Oltre a brani del tutto originali appartenenti alla carriera solistica del chitarrista, spiccano tra tutte le canzoni la classica Skating Away con i suoi versi sognanti e malinconici (Skating away on the thin ice of the new day) la divertente Fat Man (Roll us both down a mountain and I’m sure the fat man would win) e, naturalmente, la definitiva e iconica Locomotive Breath (The train it won’t stop going. No way to slow down).
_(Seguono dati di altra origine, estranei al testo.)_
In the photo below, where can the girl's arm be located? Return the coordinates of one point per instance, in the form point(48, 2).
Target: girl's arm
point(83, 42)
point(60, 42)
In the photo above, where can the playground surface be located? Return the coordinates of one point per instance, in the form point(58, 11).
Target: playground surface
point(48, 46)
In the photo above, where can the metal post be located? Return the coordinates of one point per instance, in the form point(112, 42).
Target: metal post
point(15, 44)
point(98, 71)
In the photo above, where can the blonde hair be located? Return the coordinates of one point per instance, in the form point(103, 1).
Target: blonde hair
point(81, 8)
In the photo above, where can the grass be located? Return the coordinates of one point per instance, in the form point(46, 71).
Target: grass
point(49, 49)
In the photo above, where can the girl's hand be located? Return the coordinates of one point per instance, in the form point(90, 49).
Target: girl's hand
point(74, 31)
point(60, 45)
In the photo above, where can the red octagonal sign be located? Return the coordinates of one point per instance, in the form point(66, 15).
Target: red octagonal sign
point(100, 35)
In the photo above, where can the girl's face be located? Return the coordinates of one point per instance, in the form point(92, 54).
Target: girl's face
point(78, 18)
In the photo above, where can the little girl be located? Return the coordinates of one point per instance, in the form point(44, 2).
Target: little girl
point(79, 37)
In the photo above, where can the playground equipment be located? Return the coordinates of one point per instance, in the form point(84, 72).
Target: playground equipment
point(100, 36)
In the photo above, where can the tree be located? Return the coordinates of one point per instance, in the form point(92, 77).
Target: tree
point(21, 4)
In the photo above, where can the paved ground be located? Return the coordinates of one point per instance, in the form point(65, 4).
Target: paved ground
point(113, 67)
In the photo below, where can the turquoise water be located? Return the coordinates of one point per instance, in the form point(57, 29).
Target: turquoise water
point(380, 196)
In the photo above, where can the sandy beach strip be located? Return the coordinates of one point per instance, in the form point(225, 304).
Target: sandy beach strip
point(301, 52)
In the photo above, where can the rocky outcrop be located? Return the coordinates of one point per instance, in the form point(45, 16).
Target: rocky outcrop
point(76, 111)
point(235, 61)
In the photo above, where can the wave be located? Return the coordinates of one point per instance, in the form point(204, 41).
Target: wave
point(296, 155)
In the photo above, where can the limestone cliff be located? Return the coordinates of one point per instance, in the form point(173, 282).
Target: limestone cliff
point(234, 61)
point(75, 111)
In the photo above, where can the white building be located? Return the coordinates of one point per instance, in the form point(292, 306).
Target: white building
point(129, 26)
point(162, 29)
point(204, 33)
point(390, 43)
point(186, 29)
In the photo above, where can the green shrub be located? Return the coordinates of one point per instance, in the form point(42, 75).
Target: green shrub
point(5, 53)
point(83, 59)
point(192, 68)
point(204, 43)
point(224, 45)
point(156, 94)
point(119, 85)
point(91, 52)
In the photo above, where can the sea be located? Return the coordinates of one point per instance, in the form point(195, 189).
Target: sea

Del tutto inaspettato, invece, l’omaggio al padre del Delta Blues Robert Johnson e al suo diabolico crocicchio (Cross Road Blues) dove, al quale almeno una volta nella vita ogni appassionato di musica afroamericana ha sognato di recarsi in devoto pellegrinaggio.
Giorgio Vasari, nel suo Le vite de’più eccellenti pittori, scultori e architettori, scrive che Leonardo costruì una lira d’argento a forma di teschio di cavallo, grazie alla quale vinse una sfida tra musicisti organizzata da Ludovico il Moro al Castello Sforzesco di Milano. A questo punto, ricordandoci dei suoi autoritratti con barbone e capelli lunghi anche da vecchio, con un pizzico di irriverenza, possiamo riconoscerlo tranquillamente come il primo rocker con tanto di chitarra a teschio. Leonardo da Vinci, in quel di Woodstock, non avrebbe certo sfigurato nella line up dei Jefferson Airplane o accanto a Gerry Garcia nei Grateful Dead.
Lunga vita a Madama la chitarra! Evviva Madame Guitar!